Journaliste d' « Alger Républicain » Camus écrit sa révolte face à la condition indigène en Kabylie en 1938 mais aussi dans ses chroniques judiciaires face au caractère arbitraire et unilatéralement à charge de la Justice des prétoires dont la rhétorique construit des coupables afin de conserver l'équilibre social « colonial » en usant d'une violence d'Etat légale :les justiciables sont d'emblée des ennemis à façonner en coupables. (C'est aussi pour l'équilibre de la Société que le juge condamne Meursault l' « Etranger » pour n'avoir pas pleuré à l'enterrement de sa mère. C'est l'injustice qui éveille le sens moral du héros « somnambule » : première révolte dans l'oeuvre fictionnelle de Camus). Ses plaidoiries sont d'autant plus passionnées que la guillotine est au bout du verdict et son combat contre la peine de mort sera incessant y compris après 1945 quand il faudra juger Brasillach : les dilemmes de l'Epuration réactivent le déchirement de l'auteur qui exige de la Justice non pas le pardon de Mauriac mais la paix dans l'être ensemble :le mal absolu doit être combattu par la morale réfléchie : l'équivalence pénale n'efface pas le crime mais exacerbe l'escalade mimétique de la violence : ainsi se dessine la recherche passionnée et déchirante de la mesure dans l'oeuvre romanesque et philosophique de Camus.

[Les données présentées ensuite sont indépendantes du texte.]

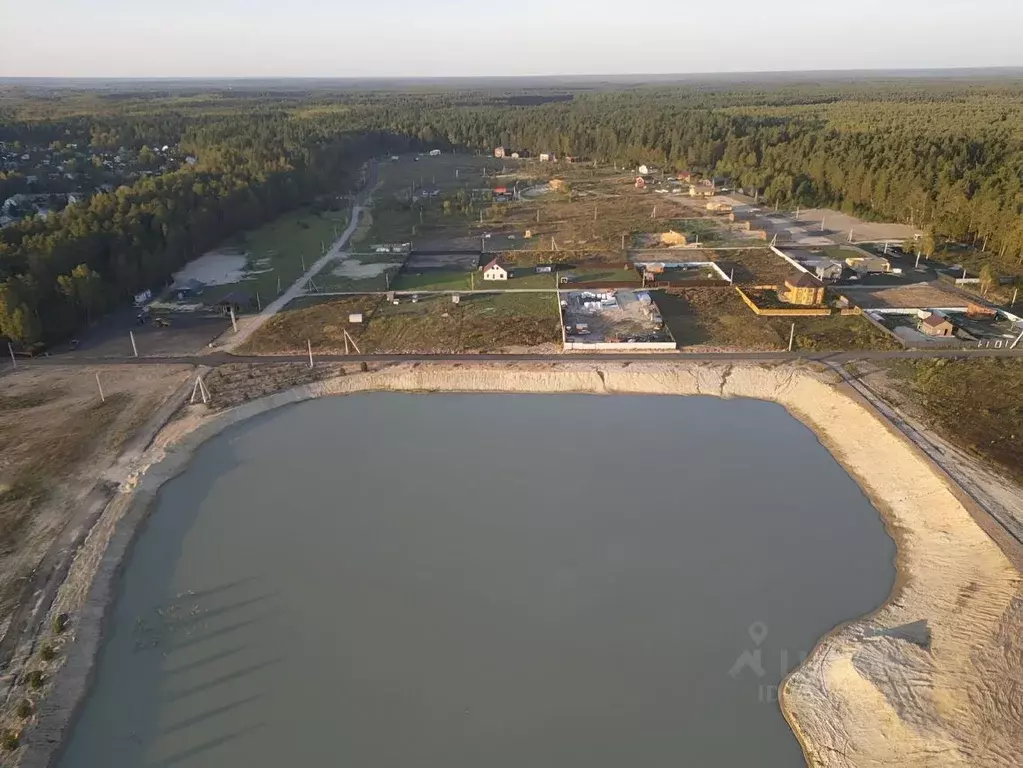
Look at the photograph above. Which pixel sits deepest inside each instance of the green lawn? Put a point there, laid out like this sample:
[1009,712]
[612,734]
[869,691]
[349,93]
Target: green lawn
[278,250]
[435,279]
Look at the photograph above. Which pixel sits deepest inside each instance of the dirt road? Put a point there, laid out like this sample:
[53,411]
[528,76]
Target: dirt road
[250,325]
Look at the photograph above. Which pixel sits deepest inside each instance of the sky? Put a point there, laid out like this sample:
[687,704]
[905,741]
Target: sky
[451,38]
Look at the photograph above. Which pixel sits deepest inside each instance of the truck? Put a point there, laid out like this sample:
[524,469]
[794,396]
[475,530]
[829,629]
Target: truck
[869,265]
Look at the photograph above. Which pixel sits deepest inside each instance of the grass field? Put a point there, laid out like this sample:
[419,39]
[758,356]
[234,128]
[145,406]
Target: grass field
[835,332]
[715,318]
[278,250]
[481,322]
[977,404]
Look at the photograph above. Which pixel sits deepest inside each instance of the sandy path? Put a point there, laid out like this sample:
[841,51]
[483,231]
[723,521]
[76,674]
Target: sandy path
[250,325]
[875,692]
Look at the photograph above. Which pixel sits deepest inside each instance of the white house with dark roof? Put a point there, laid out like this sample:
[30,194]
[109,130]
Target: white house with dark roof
[494,271]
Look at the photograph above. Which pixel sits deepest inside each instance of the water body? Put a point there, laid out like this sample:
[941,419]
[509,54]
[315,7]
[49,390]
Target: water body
[483,580]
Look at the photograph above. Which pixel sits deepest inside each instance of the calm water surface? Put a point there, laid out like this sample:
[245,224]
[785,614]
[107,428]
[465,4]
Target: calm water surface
[465,581]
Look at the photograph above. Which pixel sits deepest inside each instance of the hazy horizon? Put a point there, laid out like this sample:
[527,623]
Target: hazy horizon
[398,39]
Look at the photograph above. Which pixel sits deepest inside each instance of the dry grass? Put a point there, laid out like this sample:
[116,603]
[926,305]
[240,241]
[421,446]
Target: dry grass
[434,324]
[56,438]
[715,318]
[977,404]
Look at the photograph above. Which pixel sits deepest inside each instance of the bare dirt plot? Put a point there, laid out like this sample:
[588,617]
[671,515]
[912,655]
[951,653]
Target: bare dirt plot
[751,266]
[834,332]
[318,322]
[909,297]
[715,319]
[56,439]
[501,321]
[838,222]
[432,324]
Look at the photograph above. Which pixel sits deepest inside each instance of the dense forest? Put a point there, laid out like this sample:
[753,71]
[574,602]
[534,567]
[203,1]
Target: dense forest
[946,155]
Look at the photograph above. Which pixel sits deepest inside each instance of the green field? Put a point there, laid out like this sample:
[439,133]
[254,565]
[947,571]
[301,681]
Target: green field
[277,251]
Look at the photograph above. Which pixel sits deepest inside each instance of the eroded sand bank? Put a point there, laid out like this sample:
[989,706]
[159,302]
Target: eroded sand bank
[870,694]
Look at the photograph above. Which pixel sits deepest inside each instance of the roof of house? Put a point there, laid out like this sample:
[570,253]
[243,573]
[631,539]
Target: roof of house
[805,280]
[935,320]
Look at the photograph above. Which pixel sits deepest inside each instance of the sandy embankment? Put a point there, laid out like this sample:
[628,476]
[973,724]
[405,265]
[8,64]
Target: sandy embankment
[866,696]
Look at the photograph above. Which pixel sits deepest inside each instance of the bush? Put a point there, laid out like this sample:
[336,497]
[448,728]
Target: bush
[60,623]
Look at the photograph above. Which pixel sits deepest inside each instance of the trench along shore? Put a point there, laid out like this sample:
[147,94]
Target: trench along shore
[875,691]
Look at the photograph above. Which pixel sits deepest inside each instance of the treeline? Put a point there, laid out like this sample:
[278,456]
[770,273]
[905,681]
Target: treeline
[58,273]
[946,159]
[944,155]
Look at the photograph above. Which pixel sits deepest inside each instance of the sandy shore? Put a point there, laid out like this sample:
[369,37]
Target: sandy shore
[870,694]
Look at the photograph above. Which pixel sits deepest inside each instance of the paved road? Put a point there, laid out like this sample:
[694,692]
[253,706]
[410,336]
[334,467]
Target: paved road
[223,358]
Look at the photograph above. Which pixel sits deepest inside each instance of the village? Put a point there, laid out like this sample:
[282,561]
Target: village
[463,254]
[42,180]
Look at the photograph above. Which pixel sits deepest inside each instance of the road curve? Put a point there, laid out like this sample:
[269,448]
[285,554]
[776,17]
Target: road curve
[223,358]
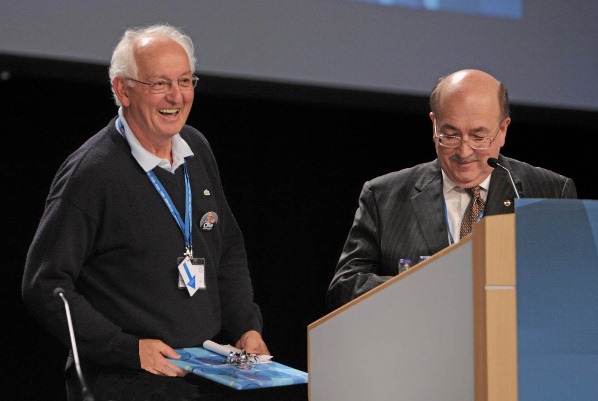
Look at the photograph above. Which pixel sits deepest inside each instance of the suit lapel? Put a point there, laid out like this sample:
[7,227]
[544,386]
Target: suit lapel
[428,204]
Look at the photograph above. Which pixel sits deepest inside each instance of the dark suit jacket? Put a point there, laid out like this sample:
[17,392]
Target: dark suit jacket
[401,215]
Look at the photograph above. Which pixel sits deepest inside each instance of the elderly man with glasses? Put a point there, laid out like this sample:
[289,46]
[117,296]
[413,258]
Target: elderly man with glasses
[139,238]
[410,214]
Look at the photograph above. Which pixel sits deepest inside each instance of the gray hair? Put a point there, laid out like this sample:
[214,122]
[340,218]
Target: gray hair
[503,98]
[123,62]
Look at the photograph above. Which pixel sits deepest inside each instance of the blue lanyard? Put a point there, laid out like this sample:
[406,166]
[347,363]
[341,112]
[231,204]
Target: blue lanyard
[185,226]
[448,224]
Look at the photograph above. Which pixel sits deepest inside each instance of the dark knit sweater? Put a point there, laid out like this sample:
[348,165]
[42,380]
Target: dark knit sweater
[107,238]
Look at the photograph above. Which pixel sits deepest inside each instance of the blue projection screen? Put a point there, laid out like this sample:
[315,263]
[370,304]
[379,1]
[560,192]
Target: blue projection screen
[543,50]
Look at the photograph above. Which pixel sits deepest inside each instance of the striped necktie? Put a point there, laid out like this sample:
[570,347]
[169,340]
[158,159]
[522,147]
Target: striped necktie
[474,209]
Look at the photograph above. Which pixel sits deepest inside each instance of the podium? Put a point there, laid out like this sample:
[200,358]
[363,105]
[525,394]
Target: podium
[509,313]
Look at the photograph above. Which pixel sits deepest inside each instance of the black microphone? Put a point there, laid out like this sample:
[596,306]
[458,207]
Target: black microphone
[85,393]
[492,162]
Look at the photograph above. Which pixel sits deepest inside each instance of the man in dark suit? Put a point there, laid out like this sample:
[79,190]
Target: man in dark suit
[418,211]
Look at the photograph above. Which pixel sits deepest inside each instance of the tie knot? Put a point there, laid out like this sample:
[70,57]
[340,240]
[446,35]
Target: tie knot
[474,192]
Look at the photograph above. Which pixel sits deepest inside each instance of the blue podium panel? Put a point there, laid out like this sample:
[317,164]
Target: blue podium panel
[557,299]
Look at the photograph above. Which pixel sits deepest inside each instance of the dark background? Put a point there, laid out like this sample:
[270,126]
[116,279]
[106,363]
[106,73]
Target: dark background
[292,159]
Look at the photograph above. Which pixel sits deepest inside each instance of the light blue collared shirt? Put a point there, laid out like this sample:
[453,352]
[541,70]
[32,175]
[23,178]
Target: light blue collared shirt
[147,160]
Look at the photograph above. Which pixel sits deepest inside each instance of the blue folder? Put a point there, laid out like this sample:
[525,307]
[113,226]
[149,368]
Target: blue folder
[212,366]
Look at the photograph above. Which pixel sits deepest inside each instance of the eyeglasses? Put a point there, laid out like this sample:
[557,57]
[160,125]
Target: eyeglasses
[475,142]
[164,86]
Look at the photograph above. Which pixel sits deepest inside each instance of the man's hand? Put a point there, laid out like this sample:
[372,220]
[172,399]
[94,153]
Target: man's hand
[153,354]
[253,343]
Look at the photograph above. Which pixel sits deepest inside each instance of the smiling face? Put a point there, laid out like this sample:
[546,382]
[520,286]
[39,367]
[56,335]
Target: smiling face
[468,105]
[155,118]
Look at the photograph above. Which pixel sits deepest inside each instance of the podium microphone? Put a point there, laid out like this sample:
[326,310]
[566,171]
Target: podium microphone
[85,393]
[492,162]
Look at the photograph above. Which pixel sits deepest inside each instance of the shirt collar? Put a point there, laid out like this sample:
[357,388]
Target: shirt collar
[147,160]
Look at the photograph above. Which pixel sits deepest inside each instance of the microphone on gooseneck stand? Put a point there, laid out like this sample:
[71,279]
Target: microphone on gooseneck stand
[85,393]
[492,162]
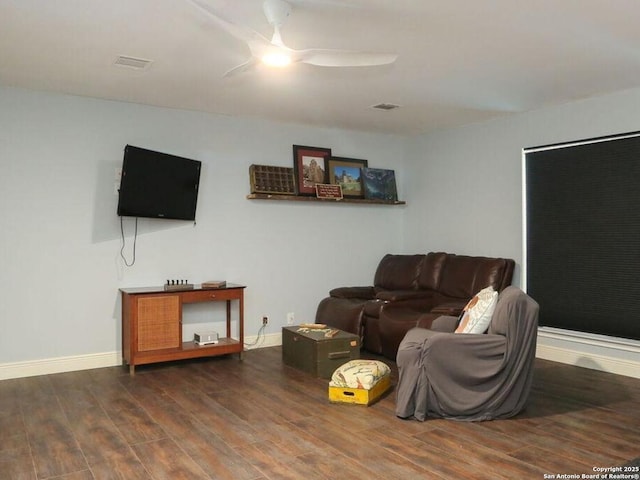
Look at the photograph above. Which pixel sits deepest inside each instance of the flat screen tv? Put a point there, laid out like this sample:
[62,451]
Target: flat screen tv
[158,185]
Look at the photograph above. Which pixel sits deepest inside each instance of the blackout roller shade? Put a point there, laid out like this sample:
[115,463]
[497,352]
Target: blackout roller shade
[583,234]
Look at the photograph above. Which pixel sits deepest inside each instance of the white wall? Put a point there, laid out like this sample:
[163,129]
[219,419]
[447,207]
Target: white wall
[60,240]
[465,196]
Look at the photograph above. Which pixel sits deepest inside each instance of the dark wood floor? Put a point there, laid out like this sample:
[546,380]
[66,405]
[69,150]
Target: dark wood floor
[258,419]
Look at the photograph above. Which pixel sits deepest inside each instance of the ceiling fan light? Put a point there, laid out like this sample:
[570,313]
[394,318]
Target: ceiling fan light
[276,59]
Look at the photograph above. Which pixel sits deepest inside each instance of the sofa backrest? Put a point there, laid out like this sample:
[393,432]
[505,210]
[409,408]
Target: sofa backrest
[431,271]
[398,272]
[463,276]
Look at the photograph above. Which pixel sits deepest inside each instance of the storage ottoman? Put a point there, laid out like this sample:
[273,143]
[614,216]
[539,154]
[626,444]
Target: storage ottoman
[312,351]
[359,381]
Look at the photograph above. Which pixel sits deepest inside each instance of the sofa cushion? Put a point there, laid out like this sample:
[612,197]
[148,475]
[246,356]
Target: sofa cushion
[476,316]
[398,272]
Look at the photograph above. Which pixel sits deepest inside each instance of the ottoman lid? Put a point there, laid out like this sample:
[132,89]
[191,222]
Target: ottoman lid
[359,374]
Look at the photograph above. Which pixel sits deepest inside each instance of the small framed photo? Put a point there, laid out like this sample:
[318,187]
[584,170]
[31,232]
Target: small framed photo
[308,166]
[379,184]
[347,172]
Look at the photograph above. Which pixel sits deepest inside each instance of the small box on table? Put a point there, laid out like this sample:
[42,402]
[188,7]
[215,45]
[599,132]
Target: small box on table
[312,351]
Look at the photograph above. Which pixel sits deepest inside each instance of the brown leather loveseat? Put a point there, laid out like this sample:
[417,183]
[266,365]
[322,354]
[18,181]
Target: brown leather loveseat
[410,291]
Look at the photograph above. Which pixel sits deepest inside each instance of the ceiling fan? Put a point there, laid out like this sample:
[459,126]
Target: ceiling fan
[275,53]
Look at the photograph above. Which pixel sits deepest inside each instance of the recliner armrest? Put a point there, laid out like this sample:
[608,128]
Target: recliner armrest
[450,308]
[353,292]
[399,295]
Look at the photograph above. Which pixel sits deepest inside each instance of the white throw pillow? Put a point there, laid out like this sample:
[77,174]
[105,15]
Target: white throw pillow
[477,314]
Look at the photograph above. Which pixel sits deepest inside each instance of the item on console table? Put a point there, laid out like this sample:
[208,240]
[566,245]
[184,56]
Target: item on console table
[318,326]
[271,179]
[173,285]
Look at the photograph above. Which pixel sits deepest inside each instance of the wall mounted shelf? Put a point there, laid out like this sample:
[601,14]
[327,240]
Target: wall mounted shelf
[299,198]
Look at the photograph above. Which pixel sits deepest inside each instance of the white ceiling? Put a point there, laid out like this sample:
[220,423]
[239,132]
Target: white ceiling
[460,61]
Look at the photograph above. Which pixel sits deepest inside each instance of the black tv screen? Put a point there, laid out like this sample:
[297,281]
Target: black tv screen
[158,185]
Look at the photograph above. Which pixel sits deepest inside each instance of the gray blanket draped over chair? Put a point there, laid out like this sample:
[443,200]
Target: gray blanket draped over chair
[470,377]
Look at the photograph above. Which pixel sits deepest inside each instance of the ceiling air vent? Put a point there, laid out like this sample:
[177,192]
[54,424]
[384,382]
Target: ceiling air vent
[386,106]
[131,62]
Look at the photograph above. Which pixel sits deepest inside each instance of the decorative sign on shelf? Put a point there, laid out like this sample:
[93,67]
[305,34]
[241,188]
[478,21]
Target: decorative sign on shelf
[271,179]
[326,190]
[379,184]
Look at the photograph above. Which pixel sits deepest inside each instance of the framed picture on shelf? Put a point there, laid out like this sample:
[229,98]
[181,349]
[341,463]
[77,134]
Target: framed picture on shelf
[379,184]
[308,166]
[347,172]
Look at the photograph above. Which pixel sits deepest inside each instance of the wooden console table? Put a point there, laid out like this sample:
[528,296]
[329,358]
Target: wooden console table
[152,324]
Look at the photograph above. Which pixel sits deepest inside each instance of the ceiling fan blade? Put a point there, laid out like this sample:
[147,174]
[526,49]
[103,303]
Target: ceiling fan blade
[243,67]
[345,58]
[247,35]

En 1951 « L'Homme Révolté », généalogie de la Révolution ,réactive son opposition à l'absolu d'une Justice d'Etat théorisée par l'Histoire dont la violence est le moyen qui rend indigne une fin évacuée dans un futur indécis : cela lui vaudra haine , incompréhension , solitude, et le malentendu persiste encore de nos jours. Si la Révolte est libératrice comme rupture non codifiée - c'est aussi l'esprit de l'ami René Char - la Révolution éclairée par l'Histoire et guidée par le Parti n'aura de cesse de juger l'individu libre donc objectivement coupable et nécessairement repentant.
« Caligula » dramatise l’arbitraire de la démesure de l'individu, « L'Etat de Siège » celui de l'Etat dissimulé derrière la Loi – si le crime devient Loi il cesse d'être un crime - et ses juges.
« Les Justes » :l'hubris du terroriste vainqueur en fait un assassin manichéen :il exécute le juste qui s'offre en sacrifice mais l'absurde de sa posture ne peut se résoudre que par sa propre mort.
Le meurtre est nécessaire et injustifiable, mais combattre « La Peste »c'est avant tout lutter contre la honte d'être dans le mal pour rebâtir une cité juste.
Dernière déchirure et la plus charnelle après la Libération et la Guerre Froide, la guerre d'Algérie : comment choisir entre sa mère et la Justice? Il veut tenir écartées (et non pas se tenir à l'écart) les noces sanglantes de la répression et du terrorisme, proposer la trêve civile en 1956, ne pas intervenir -mais avec force- entre deux violences pour n'en cautionner aucune, exiger un réformisme intransigeant : apories tragiques ironisées par Sartre qui lui propose un exil aux Galapagos!
« La Chute » est peut-être l'autocritique de la posture d'un moralisateur qui à force de tout se pardonner croit pouvoir juger les autres mais se trouve finalement en exil, sans patrie en esquivant le jugement de l'instance tierce du juridique, c'est à dire celui de ses semblables humains.Il ne saurait exister dans la cité des hommes une justice solipsiste perverse : le sentiment de culpabilité ne suffit pas, seule la responsabilité peut désinfecter la cité.
Dans « L'exil et le Royaume », récits de l'isolement de l'individu, « L'Hôte » met en présence celui qui se croit juste en ne choisissant pas - mais il y perdra la vie - et le gendarme ni injuste, ni violent qui incarne une loi modérée, entre deux visages du Mal : une justice stalinienne totale, meurtrière ou la démesure d' une liberté absolue qui menace la cité.
La médiation est toujours imparfaite mais c'est le rôle de l'Homme d'ordonner le chaos en fixant les limites pour instaurer la loi médiocre, la Némésis au lieu de l'honneur, vertu des injustes.
Voyage tragique de Camus vers la modération grecque à reconstruire en permanence.